The Polling Place Priming (PPP) Effect, as described by Blumenthal and Turnipseed, is a measurable “systematic, non-random bias in individuals’ decision-making” which flows from a human being taking in the surroundings of the polling location itself, thereby “priming particular concepts, values, or ideals that nudge the voter in a particular direction.” The authors effectively summarize the state of the social science research into polling place effects before delving into a set of related legal issues:
Abraham Rutchick’s research examined the effect on voter decisions of voting in churches. Broadly speaking, the hypothesis was that voting in churches would prime relatively conservative attitudes, especially ones related to Christian values. The increased accessibility to such values would influence voters’ choices.
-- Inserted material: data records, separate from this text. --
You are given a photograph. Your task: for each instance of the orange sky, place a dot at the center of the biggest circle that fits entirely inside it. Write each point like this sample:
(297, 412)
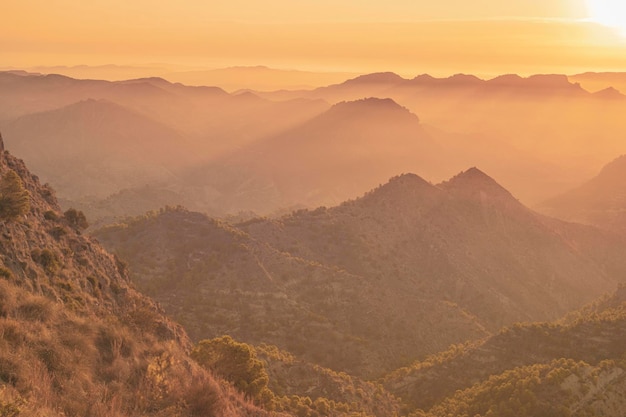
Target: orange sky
(441, 37)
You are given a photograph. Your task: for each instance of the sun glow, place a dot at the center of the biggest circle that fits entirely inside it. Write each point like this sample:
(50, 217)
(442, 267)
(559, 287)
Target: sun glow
(610, 13)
Rutchick’s real-world and laboratory studies supported this hypothesis. In two studies similar to the Arizona ballot initiative study described above, Rutchick looked at 2004 general election voting patterns in South Carolina’s Sixth Congressional District, where a relatively conservative Republican challenged a Democratic incumbent. The prediction, supported by precinct-level voting data, was that the conservative Republican would receive more votes when citizens voted in churches relative to when they voted in secular locations. A second, follow-up study compared support for a proposed amendment to the South Carolina Constitution that would define marriage as only between a man and a woman. Here, the author again compared support from church locations relative to secular locations, also controlling for additional demographic characteristics such as age, race, sex, and party affiliation. As did Berger and colleagues, Rutchick also compared the effect of voting in a church with support for a non-Christian-values-related issue, an amendment concerning the state’s eminent domain powers. Again, citizens who voted in churches supported the marriage amendment more strongly than those who voted in secular locations – which suggests that conservative, Christian values were unconsciously activated. There was no such distinction, however, for the eminent domain amendment, which implicated an issue that does involve political preferences, but that is less likely to be tied to Christian values in particular. Thus, the findings again demonstrated the focused nature of the PPP Effect.
Essentially, voting in church results in measurably more faith-based outcomes, particularly on social issues such as abortion and same-sex marriage. This should be disconcerting to anyone who believes that Bronze Age ethical norms are unlikely to promote human thriving in the modern age.